AT&T uses DHCPv6 for IPv6 connectivity, so I am using the dhcpcd package (pkg_add dhcpcd) for both IPv4 and IPv6 DHCP.

jcs@pf:~> cat /etc/dhcpcd.conf 
allowinterfaces vlan0
duid
slaac hwaddr
persistent
nooption domain_name_servers, domain_name, domain_search, host_name
option interface_mtu

# override sending OS version and other crap
hostname -
vendclass 40712 .

# don't run anything at each stage
script /usr/bin/true

interface vlan0
        ia_na 0
        ia_pd 1 vlan0/1 em1/2

The hostname and vendclass 40712 lines were added after doing a tcpdump to troubleshoot IPv6 and seeing the following in dhcpcd's DHCPv6 request:

[...]
0040: b093 5bdc b811 0008 0002 006d 0010 004a  ..[........m...J
0050: 0000 9f08 0044 6468 6370 6364 2d37 2e30  .....Ddhcpcd-7.0
0060: 2e31 3a4f 7065 6e42 5344 2d36 2e33 3a61  .1:OpenBSD-6.3:a
0070: 6d64 3634 3a49 6e74 656c 2852 2920 5865  md64:Intel(R) Xe
0080: 6f6e 2852 2920 4350 5520 442d 3135 3138  on(R) CPU D-1518
0090: 2040 2032 2e32 3047 487a 000e 0000 0003   @ 2.20GHz......
[...]

I don't know why dhcpcd sends this information by default, but these values can be overridden by setting hostname - and vendclass 40712 ..
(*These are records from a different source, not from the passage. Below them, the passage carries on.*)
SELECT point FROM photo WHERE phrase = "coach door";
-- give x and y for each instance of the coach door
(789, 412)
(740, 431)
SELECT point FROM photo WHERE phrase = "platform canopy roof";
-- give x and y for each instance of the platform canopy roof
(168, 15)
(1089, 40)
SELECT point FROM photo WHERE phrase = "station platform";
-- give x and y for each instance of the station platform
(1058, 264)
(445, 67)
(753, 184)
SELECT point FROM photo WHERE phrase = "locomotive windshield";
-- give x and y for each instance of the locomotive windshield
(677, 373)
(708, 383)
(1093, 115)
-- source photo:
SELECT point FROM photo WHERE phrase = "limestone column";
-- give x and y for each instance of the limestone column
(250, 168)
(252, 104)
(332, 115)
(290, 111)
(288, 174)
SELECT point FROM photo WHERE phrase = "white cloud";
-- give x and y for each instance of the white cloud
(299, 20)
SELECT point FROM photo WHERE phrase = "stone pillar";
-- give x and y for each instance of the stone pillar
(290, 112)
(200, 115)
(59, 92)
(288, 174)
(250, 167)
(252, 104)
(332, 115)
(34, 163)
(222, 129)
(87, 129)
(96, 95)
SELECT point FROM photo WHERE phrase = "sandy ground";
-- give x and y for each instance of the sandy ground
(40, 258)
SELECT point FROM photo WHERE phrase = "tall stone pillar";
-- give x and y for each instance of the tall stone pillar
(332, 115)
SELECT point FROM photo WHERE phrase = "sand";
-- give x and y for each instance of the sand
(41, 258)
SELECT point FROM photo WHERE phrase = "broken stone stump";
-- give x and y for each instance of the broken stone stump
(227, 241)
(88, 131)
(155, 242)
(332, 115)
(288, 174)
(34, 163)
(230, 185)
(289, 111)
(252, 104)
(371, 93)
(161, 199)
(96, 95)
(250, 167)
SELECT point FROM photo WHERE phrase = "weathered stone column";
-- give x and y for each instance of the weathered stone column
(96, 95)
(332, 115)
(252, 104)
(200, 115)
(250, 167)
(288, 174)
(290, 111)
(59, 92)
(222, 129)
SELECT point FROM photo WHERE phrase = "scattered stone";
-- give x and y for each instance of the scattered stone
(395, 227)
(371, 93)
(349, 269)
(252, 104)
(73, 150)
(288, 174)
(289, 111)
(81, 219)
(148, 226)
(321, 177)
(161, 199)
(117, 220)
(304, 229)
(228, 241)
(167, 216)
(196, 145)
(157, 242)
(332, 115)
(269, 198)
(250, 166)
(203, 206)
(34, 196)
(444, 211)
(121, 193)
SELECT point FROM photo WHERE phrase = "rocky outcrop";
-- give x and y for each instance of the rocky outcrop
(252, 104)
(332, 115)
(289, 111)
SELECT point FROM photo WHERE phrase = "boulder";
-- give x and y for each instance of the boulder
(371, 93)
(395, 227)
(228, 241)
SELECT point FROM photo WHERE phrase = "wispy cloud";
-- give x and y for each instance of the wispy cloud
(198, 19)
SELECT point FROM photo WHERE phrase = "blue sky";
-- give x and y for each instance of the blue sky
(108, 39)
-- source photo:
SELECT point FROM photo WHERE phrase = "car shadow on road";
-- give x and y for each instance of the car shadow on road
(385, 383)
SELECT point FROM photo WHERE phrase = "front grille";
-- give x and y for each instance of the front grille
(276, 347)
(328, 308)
dhcpcd must also be configured to send the same DUID that the BGW-210 does, which can be found by inspecting the router solicitation requests from the BGW-210 (shown here from Wireshark):

Frame 46: 167 bytes on wire (1336 bits), 167 bytes captured (1336 bits)
Ethernet II, Src: ArrisGro_xx:xx:xx (xx:xx:xx:xx:xx:xx), Dst: IPv6mcast_01:00:02 (33:33:00:01:00:02)
802.1Q Virtual LAN, PRI: 3, DEI: 0, ID: 0
Internet Protocol Version 6, Src: fe80::xxxx:xxxx:xxxx:xxxx, Dst: ff02::1:2
User Datagram Protocol, Src Port: 546, Dst Port: 547
DHCPv6
    Message type: Solicit (1)
    Transaction ID: 0x574b20
    Client Identifier
        Option: Client Identifier (1)
        Length: 28
        Value: 000200000de9xxxxxxxxxxxxxxxxxxxxxxxxxxxxxxxxxxxx...
        DUID: 000200000de9xxxxxxxxxxxxxxxxxxxxxxxxxxxxxxxxxxxx...
        DUID Type: assigned by vendor based on Enterprise number (2)
        Enterprise ID: The Broadband Forum (3561)
        Identifier: 30303xxxxxxxxxxxxxxxxxxxxxxxxxxxxxxxxxxxxxxx
    Reconfigure Accept
    Elapsed time
    Option Request
    Identity Association for Prefix Delegation

The long string sent as the DUID must be configured in dhcpcd by writing it to the /var/db/dhcpcd/duid file as 28 hexadecimal digits separated by colons:

jcs@pf:~> cat /var/db/dhcpcd/duid 
00:02:00:00:0d:e9:[...]

Once dhcpcd starts up, it will fetch an IPv4 lease through DHCP, then fetch a /60 IPv6 subnet via DHCPv6 and apply the ::1 IP of a /64 to em1 for routing to the LAN. With rtadvd enabled (rcctl enable rtadvd; rcctl set rtadvd flags em1), it will send out router advertisements to the LAN for clients to autoconfigure themselves on this /64.